For me it’s not just about having the best possible critique, we should also try to turn that critique into alternatives. I agree that states are not necessarily going to accept it today, but that’s fine – it took 30 years before the Abs-Shawcross model became the global standard. And for me, thinking about alternatives will be fun – it will be fun to stop thinking about fair and equitable treatment and expropriation and bilateral treaties, to sit down and think about things differently. For instance, we could have an international organisation dealing with foreign investment, where states are the only members and investors don’t have a voice, they speak through states. We could think about re-implementing the need for exhaustion of domestic remedies and saying that the only cause of action is denial of justice, and arbitrators will have to interpret not just domestic law and international law but also the decision of the national judges, which would bring into account whatever is happening socially in the country.
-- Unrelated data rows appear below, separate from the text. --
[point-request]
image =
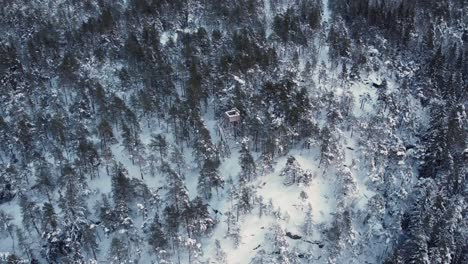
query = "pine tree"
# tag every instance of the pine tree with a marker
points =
(247, 163)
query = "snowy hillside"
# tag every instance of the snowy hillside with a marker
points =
(247, 131)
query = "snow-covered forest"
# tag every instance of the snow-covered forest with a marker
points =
(242, 131)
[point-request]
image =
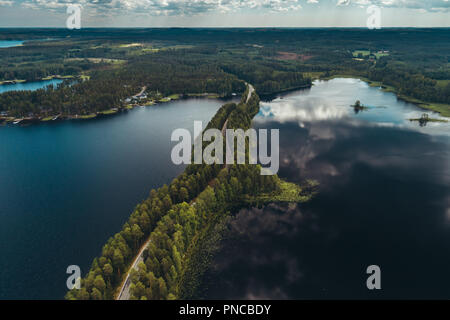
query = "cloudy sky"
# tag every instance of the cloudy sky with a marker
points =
(226, 13)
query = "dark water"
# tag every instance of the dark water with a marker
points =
(384, 200)
(65, 188)
(29, 85)
(10, 43)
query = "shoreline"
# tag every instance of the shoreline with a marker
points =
(440, 108)
(7, 120)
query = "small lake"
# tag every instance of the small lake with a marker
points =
(10, 43)
(384, 200)
(66, 187)
(35, 85)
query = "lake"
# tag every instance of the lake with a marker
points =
(384, 199)
(10, 43)
(66, 187)
(29, 85)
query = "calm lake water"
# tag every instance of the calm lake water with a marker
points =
(29, 85)
(384, 200)
(10, 43)
(66, 187)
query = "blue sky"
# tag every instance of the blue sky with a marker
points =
(226, 13)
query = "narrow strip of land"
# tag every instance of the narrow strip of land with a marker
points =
(124, 293)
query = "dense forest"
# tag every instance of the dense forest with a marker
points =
(178, 221)
(119, 62)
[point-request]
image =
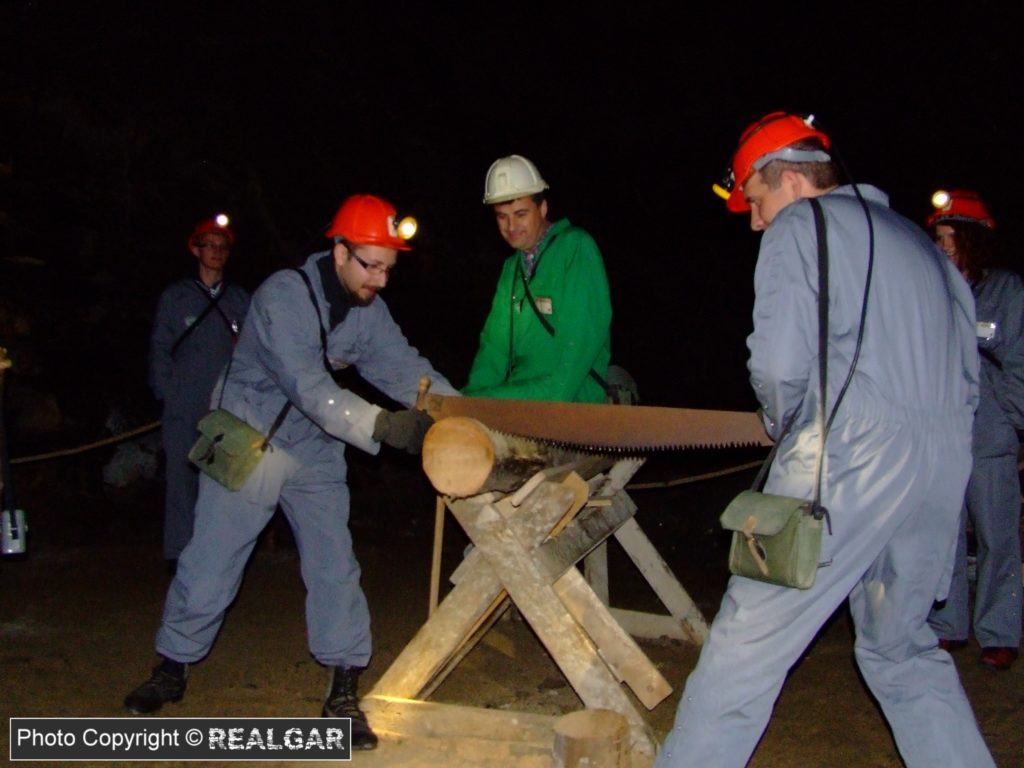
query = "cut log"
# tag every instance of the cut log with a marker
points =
(463, 458)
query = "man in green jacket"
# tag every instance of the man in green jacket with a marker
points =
(548, 334)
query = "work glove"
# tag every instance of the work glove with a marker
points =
(402, 429)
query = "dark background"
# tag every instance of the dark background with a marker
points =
(124, 123)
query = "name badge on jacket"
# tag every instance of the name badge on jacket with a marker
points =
(986, 331)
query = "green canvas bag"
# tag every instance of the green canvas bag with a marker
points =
(227, 449)
(776, 539)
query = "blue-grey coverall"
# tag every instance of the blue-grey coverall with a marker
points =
(183, 381)
(993, 495)
(280, 357)
(897, 461)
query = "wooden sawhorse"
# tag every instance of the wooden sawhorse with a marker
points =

I may not like the opinion of particular national judges, but at least they were appointed through the institutional mechanisms of the community and represent the way some people in that community think about the law and values. And that would be a very different system to what we have today – and not the system that the norm entrepreneurs wanted because they wanted a system that would give foreign investment a very special status in the economy.

I would love that kind of conversation but it is difficult to get it at a policy level because governments don’t seem to be very interested, but maybe there is space for that, and that’s the call of the book at the end – to see whether we can think more creatively about international investment law and forget for a while the investment treaty law. We can think about international investment law in many different ways, but investment treaty law really narrows down our canon of imagination.

The ILA Reporter thanks Dr Perrone for his time.

Stephanie Triefus is a PhD Candidate at Erasmus University Rotterdam in the field of human rights and international investment law and an Assistant Editor of the ILA Reporter.